A fuel cell includes a Membrane Electrode Assembly (MEA) having a positive electrode catalyst layer and a negative electrode catalyst layer on both sides of an electrolyte membrane.
Such a catalyst layer may be formed by, after a process of mixing and dispersing a catalyst slurry containing a catalyst and conductive adhesive particles, coating the catalyst slurry on a substrate and transferring to an electrolyte membrane in a dried state.
In order to achieve excellent performance of the membrane electrode assembly, it is important that the catalyst slurry is mixed and dispersed. When the coating step is performed after the dispersion process, the distribution of the catalyst and the pore structure are determined by acting together with the step of transferring the catalyst layer to the electrolyte membrane after that, and thus the path of water generated from the hydrogen ions, electrons, and the anode layer is determined.

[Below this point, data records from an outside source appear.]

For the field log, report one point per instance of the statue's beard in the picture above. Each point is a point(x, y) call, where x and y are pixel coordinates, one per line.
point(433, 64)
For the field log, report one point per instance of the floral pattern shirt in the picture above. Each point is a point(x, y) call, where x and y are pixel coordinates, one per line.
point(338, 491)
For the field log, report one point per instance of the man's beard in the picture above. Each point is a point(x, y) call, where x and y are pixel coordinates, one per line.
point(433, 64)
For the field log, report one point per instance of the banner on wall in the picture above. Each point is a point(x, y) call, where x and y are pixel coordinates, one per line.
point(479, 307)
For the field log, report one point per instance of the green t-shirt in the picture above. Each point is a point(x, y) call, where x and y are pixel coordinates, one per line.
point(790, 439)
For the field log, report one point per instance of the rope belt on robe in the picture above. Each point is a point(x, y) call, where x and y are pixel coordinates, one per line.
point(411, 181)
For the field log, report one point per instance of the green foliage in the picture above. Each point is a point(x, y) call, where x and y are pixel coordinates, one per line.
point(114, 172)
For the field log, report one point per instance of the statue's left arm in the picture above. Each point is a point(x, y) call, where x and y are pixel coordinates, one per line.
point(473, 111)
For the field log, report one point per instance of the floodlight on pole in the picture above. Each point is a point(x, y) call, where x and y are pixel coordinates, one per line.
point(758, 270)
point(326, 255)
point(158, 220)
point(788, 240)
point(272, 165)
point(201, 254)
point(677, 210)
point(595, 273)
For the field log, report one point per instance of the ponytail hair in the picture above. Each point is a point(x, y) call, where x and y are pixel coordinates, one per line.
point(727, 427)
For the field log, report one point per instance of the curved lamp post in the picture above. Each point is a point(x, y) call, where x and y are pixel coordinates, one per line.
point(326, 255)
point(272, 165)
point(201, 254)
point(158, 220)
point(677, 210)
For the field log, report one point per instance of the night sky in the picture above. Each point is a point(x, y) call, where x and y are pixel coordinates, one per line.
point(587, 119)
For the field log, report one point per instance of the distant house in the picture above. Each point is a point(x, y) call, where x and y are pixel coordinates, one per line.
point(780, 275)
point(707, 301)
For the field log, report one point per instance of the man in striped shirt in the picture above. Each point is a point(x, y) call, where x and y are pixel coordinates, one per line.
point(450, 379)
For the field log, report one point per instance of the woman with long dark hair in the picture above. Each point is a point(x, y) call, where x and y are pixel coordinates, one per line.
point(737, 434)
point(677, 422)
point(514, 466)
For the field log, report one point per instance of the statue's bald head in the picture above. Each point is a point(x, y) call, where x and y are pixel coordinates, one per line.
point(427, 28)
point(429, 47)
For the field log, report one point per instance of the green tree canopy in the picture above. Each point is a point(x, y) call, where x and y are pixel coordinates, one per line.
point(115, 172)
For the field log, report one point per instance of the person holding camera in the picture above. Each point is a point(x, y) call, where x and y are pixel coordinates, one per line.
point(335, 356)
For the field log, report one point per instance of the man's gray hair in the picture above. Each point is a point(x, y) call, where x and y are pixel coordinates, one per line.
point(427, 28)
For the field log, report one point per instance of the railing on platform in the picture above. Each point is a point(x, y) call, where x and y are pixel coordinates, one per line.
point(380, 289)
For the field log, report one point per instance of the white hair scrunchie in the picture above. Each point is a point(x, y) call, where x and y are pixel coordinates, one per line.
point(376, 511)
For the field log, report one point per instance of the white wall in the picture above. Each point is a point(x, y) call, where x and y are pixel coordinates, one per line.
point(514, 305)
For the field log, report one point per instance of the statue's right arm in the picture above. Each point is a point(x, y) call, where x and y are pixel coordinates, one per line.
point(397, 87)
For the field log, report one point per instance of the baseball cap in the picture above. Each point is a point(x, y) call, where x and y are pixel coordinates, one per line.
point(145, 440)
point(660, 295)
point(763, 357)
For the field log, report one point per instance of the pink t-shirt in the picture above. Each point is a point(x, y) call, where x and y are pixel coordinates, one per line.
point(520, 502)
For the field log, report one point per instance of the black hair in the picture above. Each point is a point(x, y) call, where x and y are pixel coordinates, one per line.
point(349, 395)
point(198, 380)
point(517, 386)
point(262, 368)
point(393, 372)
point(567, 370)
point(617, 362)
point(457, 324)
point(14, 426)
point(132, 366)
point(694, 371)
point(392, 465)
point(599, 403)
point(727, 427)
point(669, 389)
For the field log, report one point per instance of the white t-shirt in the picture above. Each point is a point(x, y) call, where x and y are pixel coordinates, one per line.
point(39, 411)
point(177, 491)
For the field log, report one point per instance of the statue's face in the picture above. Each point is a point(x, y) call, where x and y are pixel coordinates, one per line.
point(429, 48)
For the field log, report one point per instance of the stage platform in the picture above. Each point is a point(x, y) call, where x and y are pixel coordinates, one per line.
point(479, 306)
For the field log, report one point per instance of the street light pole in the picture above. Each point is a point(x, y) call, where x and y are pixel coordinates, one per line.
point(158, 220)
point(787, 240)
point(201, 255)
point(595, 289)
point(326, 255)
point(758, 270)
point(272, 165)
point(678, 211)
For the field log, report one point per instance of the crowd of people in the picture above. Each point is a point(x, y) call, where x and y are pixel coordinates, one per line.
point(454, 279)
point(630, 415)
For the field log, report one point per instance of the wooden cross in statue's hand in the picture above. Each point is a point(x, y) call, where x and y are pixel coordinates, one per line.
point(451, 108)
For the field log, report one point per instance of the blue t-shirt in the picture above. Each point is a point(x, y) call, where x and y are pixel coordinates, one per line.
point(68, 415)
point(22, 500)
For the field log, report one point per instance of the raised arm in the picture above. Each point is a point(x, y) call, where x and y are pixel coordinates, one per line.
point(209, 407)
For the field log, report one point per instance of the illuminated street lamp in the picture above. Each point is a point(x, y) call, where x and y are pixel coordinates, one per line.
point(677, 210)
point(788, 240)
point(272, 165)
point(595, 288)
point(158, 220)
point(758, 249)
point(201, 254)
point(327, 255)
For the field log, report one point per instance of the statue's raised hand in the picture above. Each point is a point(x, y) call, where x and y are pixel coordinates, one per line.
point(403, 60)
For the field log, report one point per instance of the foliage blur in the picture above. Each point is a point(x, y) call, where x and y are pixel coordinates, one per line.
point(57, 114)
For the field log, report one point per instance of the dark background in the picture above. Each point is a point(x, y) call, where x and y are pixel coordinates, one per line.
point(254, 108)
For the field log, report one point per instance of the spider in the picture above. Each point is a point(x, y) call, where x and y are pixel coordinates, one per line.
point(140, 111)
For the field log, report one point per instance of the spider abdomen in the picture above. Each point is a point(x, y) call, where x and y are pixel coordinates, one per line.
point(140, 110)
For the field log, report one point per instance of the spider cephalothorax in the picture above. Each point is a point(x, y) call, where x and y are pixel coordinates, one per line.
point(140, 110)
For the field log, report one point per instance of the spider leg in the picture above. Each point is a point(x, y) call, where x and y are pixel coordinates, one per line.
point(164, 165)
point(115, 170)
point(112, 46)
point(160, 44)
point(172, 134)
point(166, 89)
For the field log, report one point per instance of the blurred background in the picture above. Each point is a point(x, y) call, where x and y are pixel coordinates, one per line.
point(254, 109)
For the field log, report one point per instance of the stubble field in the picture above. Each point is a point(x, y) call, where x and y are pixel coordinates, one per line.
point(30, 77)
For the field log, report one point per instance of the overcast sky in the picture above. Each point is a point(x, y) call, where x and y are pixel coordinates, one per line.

Such a path affects the performance of the fuel cell.
In contrast, in the case where the mixing and dispersion state of the catalyst slurry is uneven and the catalyst and the conductive adhesive particles are agglomerated, it is difficult to improve the performance of the fuel cell, and therefore, it is important to solve such a problem in the production process of the membrane electrode assembly and to produce the catalyst slurry maintaining an appropriate mixing and dispersion state.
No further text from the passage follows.